The fact that some will even be annoyed at the title of this article speaks to this as the first characteristic of toxic femininity. One’s ability to amplify the actions of others against them as being “worse” than the same action when it is committed by them is problematic and counter-intellectual and also selfishly dishonest; it’s toxic femininity. We do not live in a world where certain people with equal legal objectivity and subjectivity can be found completely innocent of crimes others can be guilty of just because of their sex or gender.

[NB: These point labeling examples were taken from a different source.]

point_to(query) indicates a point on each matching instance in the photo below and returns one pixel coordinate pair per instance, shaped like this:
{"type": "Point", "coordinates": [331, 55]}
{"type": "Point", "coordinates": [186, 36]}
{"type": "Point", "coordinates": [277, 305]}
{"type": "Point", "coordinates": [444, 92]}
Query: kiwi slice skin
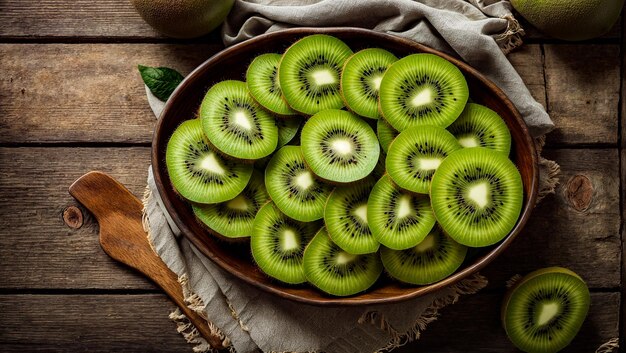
{"type": "Point", "coordinates": [398, 219]}
{"type": "Point", "coordinates": [360, 80]}
{"type": "Point", "coordinates": [422, 89]}
{"type": "Point", "coordinates": [309, 73]}
{"type": "Point", "coordinates": [337, 272]}
{"type": "Point", "coordinates": [479, 126]}
{"type": "Point", "coordinates": [293, 187]}
{"type": "Point", "coordinates": [545, 309]}
{"type": "Point", "coordinates": [277, 243]}
{"type": "Point", "coordinates": [415, 154]}
{"type": "Point", "coordinates": [345, 216]}
{"type": "Point", "coordinates": [263, 84]}
{"type": "Point", "coordinates": [477, 195]}
{"type": "Point", "coordinates": [235, 124]}
{"type": "Point", "coordinates": [339, 147]}
{"type": "Point", "coordinates": [197, 172]}
{"type": "Point", "coordinates": [433, 259]}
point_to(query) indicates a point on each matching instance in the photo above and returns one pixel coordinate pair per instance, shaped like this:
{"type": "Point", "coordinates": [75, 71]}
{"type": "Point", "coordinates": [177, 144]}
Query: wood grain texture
{"type": "Point", "coordinates": [583, 84]}
{"type": "Point", "coordinates": [61, 92]}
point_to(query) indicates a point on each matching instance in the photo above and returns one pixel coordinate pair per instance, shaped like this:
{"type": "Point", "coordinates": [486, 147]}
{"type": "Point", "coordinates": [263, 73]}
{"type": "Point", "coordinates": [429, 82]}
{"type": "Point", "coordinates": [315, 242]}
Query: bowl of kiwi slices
{"type": "Point", "coordinates": [342, 166]}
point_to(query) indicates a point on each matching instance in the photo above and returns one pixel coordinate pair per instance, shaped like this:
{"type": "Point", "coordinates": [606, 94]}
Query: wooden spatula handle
{"type": "Point", "coordinates": [119, 214]}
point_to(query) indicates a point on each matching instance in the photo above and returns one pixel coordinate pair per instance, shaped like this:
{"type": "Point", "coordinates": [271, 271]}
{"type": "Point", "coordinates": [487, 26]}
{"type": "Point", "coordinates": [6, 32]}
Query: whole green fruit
{"type": "Point", "coordinates": [183, 18]}
{"type": "Point", "coordinates": [570, 19]}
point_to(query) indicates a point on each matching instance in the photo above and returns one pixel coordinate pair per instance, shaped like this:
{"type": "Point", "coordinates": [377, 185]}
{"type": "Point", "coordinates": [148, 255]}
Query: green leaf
{"type": "Point", "coordinates": [160, 80]}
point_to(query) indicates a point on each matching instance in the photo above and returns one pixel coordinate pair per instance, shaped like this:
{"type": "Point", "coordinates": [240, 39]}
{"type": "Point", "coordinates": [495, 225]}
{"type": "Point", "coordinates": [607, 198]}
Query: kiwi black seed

Some extremely dangerous feminist movements like SCUM who call for the castration of men, (guilty or not) would like it to be the case but it isn’t. They actually underestimate their own case by doing so. Minimizing the impact of their action to that of a minor to be given the same punishment as that of a minor isn’t a win. It is honestly a weird and condescending way to look at anyone. I don’t know if the benefits of being impervious to a particular list of evil behaviors are worth it. By minimizing a person’s ability to cause destruction, you ultimately deflate their ability to move, shape, change and transform culture. A great hammer that can be used to help build walls can only do so if it also has the structural integrity to tear them down.

In us lies both good and bad, masculine and feminine and, in some, toxic versions of the two. Just because society chooses to have a certain conversation, doesn’t mean it’s the only conversation to be had. Something as simple as using a women’s anatomy and genitalia as an insult in toxic male language e.g. “Be a man, stop acting like a p**sy” seems like an adequate description of the issues with social dynamics in men. Until you realize that saying someone is “acting like a d**k” is meant to also be used as an insulting critique on one’s behavior, which in this case is of the d**kish variety. The idea that exposing those similarities is somehow evidence of malice intent is presumptuous, inaccurate and hypocritical as a church with a VIP section.